Saturday, April 26, 2014

Sixteenth Century Crespe

You are looking at the surface of a 16th century crespe. More like a funnel cake than a modern crepe, and I would not have believed the recipe had I not cooked it. A pound of butter clarified, then a batter of egg whites, white wine and cake flour. Drizzled into the fat through a funnel. Sprinkled with cinnamon and sugar. They are indeed crisp! 

I made these last night for our annual history bash for graduating seniors. In fact everything I made came from the Livre fort excellent de cuysine, which I translated with Tim Tomasik, and just arrived in print the other day. I also made a frumenty (cooked wheat berries), a hochepot of chicken, prunes, dates, currants and spices, a magnificent sole pie which seems to have been the hit, a slowly braised rabbit cooked in a clay pipkin, which I thought was fabulous, and a spinach dariole which fascinatingly was made with cooked spinach, bread crumbs, egg yolks (no whites) and rosewater.Once again it all proves my theory that you must trust historic cookbooks and not mess with them. Actually if it weren't such a big crowd I would have cooked it all in the hearth. But I DID get to use my new oven!!
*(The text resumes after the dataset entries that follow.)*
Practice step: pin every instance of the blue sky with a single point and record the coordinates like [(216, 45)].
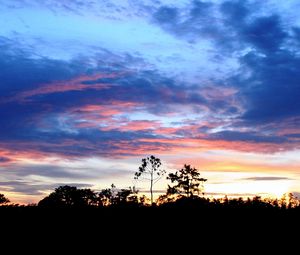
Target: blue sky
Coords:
[(88, 88)]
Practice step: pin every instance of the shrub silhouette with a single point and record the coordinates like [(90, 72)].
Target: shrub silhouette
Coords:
[(187, 182), (3, 199)]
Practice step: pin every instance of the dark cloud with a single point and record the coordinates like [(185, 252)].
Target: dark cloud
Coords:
[(266, 178), (41, 102), (188, 23)]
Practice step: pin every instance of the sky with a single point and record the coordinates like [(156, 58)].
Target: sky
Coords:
[(90, 87)]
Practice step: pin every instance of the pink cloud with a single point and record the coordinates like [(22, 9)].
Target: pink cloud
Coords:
[(75, 84)]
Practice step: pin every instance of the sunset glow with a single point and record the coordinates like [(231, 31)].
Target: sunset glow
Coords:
[(89, 88)]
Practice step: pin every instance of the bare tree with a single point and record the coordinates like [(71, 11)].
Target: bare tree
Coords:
[(150, 170)]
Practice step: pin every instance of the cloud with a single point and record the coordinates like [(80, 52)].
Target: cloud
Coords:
[(247, 137), (188, 23), (267, 178), (32, 189)]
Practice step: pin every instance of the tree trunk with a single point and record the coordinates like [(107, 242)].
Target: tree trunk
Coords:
[(151, 187)]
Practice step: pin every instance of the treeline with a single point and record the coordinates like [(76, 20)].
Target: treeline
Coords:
[(186, 190)]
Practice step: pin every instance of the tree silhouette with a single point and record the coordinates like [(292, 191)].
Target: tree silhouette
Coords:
[(3, 199), (188, 182), (68, 196), (150, 170), (119, 197)]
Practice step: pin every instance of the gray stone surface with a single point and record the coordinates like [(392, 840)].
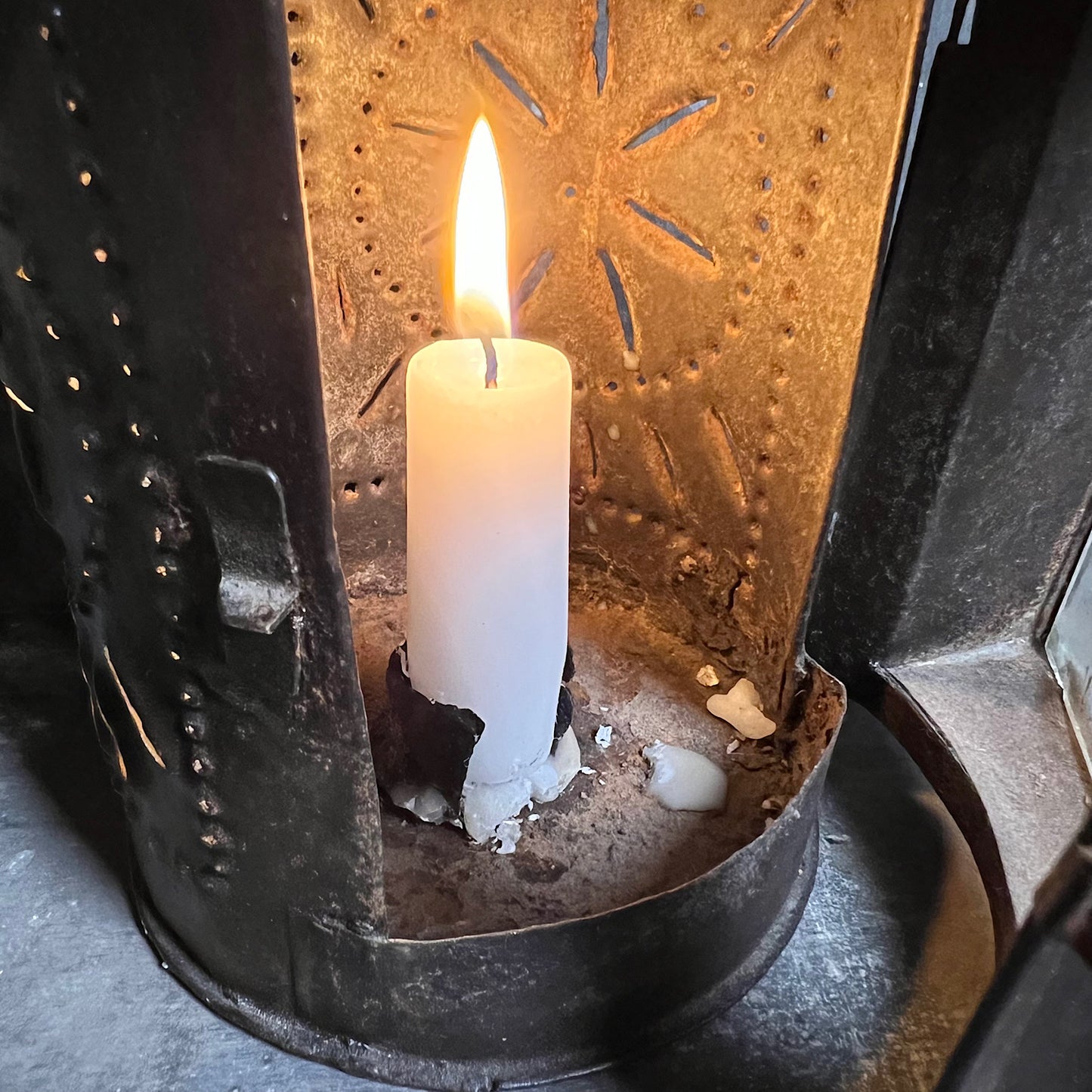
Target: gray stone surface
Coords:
[(893, 951)]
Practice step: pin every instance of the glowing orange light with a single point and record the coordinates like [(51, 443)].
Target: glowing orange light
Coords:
[(481, 289)]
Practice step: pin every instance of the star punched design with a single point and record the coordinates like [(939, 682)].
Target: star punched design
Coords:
[(696, 193)]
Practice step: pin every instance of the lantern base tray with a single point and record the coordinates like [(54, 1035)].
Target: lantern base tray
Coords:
[(605, 842), (615, 926)]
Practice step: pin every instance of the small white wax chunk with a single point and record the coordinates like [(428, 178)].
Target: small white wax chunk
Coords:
[(685, 781), (486, 809), (741, 709), (508, 834), (552, 778), (427, 804), (708, 676)]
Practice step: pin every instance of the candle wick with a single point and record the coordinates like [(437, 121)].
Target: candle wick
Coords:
[(490, 363)]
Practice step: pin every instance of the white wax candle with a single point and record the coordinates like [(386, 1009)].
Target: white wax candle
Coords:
[(487, 542)]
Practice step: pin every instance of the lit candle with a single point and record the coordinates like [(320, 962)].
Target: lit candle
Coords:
[(487, 505)]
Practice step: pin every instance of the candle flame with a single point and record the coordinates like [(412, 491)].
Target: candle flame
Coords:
[(481, 304)]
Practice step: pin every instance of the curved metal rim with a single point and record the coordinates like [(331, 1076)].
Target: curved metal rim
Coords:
[(297, 1037)]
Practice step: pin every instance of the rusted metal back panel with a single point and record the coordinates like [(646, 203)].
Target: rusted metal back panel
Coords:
[(697, 194)]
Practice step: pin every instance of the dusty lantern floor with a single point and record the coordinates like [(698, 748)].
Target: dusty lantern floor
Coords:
[(606, 842)]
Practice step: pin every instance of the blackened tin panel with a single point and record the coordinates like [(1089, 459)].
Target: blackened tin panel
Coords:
[(159, 354)]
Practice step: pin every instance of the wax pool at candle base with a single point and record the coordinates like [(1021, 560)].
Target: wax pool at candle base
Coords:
[(487, 542)]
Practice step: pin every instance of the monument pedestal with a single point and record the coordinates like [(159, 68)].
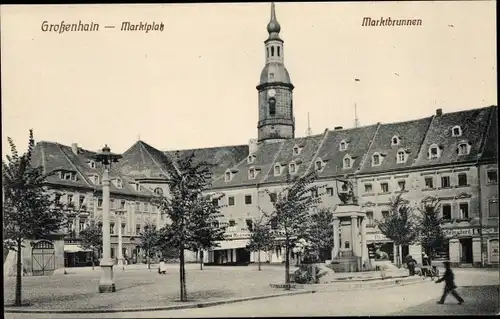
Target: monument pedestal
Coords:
[(107, 283)]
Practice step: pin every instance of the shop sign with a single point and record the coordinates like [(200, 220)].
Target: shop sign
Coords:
[(457, 232), (237, 235)]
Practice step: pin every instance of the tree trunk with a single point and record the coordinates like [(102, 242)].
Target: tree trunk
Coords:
[(18, 274), (287, 268), (182, 277), (258, 260)]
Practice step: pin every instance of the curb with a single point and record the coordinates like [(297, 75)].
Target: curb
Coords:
[(174, 307)]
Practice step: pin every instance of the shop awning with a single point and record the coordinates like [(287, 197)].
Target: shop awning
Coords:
[(232, 244), (74, 248)]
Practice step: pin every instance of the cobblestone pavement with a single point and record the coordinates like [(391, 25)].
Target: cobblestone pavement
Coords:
[(478, 288)]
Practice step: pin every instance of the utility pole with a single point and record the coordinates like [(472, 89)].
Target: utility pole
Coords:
[(309, 131)]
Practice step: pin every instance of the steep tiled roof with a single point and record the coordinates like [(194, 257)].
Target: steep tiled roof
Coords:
[(409, 136), (358, 141), (473, 124), (221, 158), (54, 157), (490, 144), (142, 161), (263, 159)]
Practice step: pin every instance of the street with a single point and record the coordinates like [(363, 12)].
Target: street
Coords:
[(477, 287)]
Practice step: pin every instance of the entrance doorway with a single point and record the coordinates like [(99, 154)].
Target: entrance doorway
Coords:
[(466, 251)]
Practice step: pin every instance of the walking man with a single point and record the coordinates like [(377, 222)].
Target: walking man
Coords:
[(449, 287)]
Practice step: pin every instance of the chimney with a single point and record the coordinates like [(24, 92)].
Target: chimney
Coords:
[(252, 146), (74, 148)]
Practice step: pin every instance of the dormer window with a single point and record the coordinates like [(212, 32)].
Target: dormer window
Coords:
[(319, 165), (463, 148), (227, 176), (401, 156), (376, 159), (250, 159), (395, 140), (343, 145), (434, 151), (347, 162), (456, 131), (277, 170), (296, 150)]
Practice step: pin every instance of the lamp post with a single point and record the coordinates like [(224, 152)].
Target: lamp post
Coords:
[(119, 213), (106, 284)]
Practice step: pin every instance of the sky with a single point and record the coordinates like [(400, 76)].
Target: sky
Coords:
[(194, 84)]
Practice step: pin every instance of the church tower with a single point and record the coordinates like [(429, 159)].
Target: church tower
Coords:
[(276, 120)]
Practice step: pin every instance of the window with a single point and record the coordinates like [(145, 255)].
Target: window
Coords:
[(368, 188), (433, 152), (402, 185), (274, 223), (401, 157), (249, 224), (492, 177), (456, 131), (463, 149), (81, 200), (272, 197), (446, 209), (464, 210), (429, 182), (319, 165), (329, 191), (395, 140), (445, 181), (248, 199), (277, 170), (462, 179), (493, 208), (251, 173), (384, 187), (369, 218), (343, 146), (347, 162)]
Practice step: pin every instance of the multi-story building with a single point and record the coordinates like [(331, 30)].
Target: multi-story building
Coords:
[(76, 186)]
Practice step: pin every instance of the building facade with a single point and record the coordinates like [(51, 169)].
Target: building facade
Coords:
[(447, 156)]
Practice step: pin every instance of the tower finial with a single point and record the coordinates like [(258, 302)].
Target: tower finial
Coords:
[(273, 26)]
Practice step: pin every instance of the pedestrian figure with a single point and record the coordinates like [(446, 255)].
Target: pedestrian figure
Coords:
[(449, 287)]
Here's the book:     http://www.amazon.com/The-Most-Excellent-Book-Cookery/dp/190301896X/ref=sr_1_1?ie=UTF8&qid=1398526119&sr=8-1&keywords=Livre+fort+excellent+de+cuysine  

2 comments:

Glenn said...

Just FYI, Amazon's already out of stock. Those meanies! :)

Ken Albala said...

Not out of stock, hasn't arrived yet in the warehouse. It seems to take longer to ship than to print nowadays.